I'd like to know if there is a way to fit this data with not only one CDF, but the superposition of two (or, in most precise way, as many CDF as possible to reach te best fit). What I'm attempting to get as result is something like this:

(Obs: These data above are not the same as the fitted data in the first figure. I just posted it as an ilustrative example of what I'm trying to do with my data)

I know that it can be possible with the use of some algorithms as Maximum Likelihood Estimation (MLE) and Gaussian Mixture Model (GMM) to iteratively fit CDFs with the measured data to get the best fit. But I'm pretty new in programming and it have been certainly a challenge for me.

EDIT:

The simple replacement b CDF[NormalDistribution[c, d] to b1 CDF[NormalDistribution[c1, d1] + b2 CDF[NormalDistribution[c2, d2] proposed by @JimB gives as result:

The black line represents the sum of both (red and blue) CDFs.
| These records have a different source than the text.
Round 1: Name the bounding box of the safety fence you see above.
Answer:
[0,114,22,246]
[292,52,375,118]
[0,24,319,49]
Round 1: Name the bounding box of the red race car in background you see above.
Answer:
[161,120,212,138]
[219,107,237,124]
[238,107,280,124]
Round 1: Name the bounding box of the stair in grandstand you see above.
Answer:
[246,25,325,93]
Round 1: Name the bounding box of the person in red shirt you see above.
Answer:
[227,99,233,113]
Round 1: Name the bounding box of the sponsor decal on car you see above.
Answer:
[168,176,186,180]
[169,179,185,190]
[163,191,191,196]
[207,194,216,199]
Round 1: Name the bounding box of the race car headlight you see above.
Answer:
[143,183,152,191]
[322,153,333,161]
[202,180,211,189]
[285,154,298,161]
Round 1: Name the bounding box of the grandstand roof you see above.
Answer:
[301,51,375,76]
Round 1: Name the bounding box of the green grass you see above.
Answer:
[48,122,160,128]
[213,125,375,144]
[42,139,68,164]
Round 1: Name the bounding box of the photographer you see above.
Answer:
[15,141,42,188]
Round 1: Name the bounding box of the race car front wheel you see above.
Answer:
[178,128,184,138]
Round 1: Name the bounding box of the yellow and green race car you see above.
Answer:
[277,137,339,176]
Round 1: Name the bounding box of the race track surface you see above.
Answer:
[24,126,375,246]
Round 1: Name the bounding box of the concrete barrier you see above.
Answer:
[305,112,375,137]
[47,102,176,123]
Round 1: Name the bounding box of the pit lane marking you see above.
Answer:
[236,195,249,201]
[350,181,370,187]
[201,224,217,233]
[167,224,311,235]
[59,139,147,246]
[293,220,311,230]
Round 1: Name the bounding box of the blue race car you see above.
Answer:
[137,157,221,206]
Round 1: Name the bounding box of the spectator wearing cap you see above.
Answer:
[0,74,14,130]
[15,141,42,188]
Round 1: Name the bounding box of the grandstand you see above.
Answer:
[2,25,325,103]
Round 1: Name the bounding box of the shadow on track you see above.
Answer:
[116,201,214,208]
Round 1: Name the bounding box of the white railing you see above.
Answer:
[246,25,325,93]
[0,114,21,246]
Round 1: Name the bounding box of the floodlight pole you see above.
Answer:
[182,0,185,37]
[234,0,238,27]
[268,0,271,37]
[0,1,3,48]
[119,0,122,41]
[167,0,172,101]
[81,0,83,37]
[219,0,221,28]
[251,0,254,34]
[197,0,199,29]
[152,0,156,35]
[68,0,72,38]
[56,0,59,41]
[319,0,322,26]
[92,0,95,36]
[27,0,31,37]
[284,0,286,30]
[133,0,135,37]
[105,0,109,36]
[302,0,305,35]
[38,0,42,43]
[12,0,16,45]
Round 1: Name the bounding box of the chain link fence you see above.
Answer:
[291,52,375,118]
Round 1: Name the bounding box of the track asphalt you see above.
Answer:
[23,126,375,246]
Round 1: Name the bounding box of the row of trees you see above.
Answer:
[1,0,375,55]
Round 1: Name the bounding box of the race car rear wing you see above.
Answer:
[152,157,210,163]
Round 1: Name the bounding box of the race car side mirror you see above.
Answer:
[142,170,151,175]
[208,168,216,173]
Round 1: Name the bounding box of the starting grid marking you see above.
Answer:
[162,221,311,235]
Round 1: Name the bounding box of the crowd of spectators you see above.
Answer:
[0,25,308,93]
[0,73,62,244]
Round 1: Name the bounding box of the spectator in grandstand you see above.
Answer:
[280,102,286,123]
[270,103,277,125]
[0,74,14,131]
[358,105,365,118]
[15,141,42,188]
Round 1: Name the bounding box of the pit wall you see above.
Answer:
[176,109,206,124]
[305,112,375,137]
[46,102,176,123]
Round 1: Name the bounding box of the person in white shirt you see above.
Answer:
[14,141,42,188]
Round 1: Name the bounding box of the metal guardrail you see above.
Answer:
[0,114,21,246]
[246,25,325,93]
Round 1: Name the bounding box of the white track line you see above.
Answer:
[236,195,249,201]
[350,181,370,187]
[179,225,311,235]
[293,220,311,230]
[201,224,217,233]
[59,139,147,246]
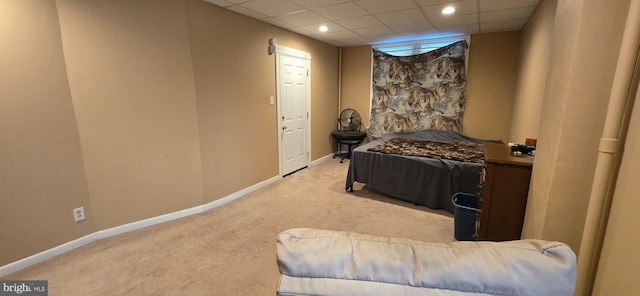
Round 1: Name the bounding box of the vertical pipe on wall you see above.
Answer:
[576,0,640,295]
[336,47,342,117]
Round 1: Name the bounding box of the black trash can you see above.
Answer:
[451,192,479,241]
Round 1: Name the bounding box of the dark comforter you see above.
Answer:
[345,130,499,213]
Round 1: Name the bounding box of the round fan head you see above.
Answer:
[338,109,362,131]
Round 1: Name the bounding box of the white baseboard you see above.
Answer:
[0,176,282,277]
[311,153,333,166]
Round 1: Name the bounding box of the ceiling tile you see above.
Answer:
[292,0,351,9]
[417,0,470,6]
[429,13,478,28]
[375,8,426,25]
[422,0,478,19]
[262,17,294,29]
[478,0,540,12]
[227,5,267,19]
[480,19,527,33]
[322,31,362,40]
[356,0,418,14]
[399,29,438,40]
[340,37,371,46]
[204,0,540,46]
[276,10,328,26]
[316,3,369,20]
[389,20,433,33]
[336,15,382,29]
[480,6,535,22]
[301,22,346,35]
[353,26,394,37]
[240,0,305,16]
[437,24,480,35]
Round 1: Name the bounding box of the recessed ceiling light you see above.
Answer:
[442,6,456,14]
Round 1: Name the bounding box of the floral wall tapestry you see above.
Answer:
[369,41,467,138]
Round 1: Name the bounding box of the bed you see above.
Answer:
[345,130,500,213]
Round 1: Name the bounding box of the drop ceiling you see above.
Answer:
[204,0,540,47]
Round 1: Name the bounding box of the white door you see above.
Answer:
[276,46,310,176]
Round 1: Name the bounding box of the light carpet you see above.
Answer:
[3,159,455,296]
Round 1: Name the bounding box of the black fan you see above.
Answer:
[338,109,362,131]
[331,109,367,162]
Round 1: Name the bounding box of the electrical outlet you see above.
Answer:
[73,207,85,222]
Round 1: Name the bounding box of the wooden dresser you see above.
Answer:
[478,143,533,241]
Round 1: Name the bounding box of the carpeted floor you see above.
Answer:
[3,159,455,296]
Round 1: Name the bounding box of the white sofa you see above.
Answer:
[277,228,576,296]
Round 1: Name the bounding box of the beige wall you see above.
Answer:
[0,0,94,266]
[509,0,557,143]
[517,0,628,251]
[0,0,339,266]
[340,45,372,130]
[342,31,520,142]
[593,74,640,296]
[56,0,202,229]
[463,31,524,142]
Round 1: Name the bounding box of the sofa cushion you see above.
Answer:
[277,228,576,295]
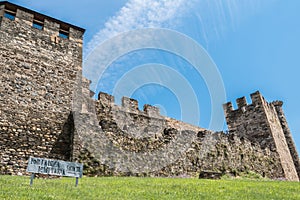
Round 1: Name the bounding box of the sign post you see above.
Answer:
[26,157,83,187]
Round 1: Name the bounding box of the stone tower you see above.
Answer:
[224,92,300,181]
[0,1,85,174]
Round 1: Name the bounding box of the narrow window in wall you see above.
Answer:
[59,25,70,39]
[4,8,16,20]
[32,16,44,30]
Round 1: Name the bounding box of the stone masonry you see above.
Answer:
[0,2,84,174]
[0,1,300,181]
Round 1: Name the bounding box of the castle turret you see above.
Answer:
[223,91,299,181]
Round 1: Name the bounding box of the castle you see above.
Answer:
[0,1,300,181]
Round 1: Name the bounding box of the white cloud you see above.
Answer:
[84,0,195,55]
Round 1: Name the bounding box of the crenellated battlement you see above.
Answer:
[223,91,266,114]
[122,97,139,113]
[0,1,85,44]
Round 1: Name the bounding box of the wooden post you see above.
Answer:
[75,177,78,187]
[30,173,34,186]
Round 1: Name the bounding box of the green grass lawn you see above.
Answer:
[0,176,300,200]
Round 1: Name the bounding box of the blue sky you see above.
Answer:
[10,0,300,151]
The final result doesn't show a good improvement if compared with the case of only one CDF. I'd like to see a more precise fitting when using two CDFs instead of just one

So if someone could help me, I'd be very grateful

Cheers

Answer 1

Given the variability of the data and that you are summing strictly monotonic increasing functions, you're not going to get much of a better fit.

Consider the following 4 models:

nlm1 = NonlinearModelFit[data, b CDF[NormalDistribution[c, d], Log10[t]], {b, c, d}, t];

nlm2 = NonlinearModelFit[data, a + b CDF[NormalDistribution[c, d], Log10[t]], {a, b, c, d}, t];

nlm3 = NonlinearModelFit[data, b1 CDF[NormalDistribution[c1, d1], Log10[t]] + 
  b2 CDF[NormalDistribution[c2, d2], Log10[t]], {b1, c1, d1, b2, c2, d2}, t];

nlm4 = NonlinearModelFit[data, a + b1 CDF[NormalDistribution[c1, d1], Log10[t]] + 
  b2 CDF[NormalDistribution[c2, d2], Log10[t]], {a, b1, c1, d1, b2, c2, d2}, t, MaxIterations -> 10000];

The $AIC_c$ values are

#["AICc"] & /@ {nlm1, nlm2, nlm3, nlm4}
(* {-41.6726, -39.9895, -39.1015, -32.8893} *)

The smallest AICc value is for the first model (single multiple of a Gaussian shape) and the estimated mean square error is

nlm1["EstimatedVariance"]^0.5
(* 0.0704803 *)

$AIC_c$ is a relative measure of fit and suggests that the single Gaussian CDF shape fits at least as well as the other 3 more complicated models.

One needs a specific (and application appropriate) measure of goodness-of-fit rather than a "I'll know it when I see it" approach.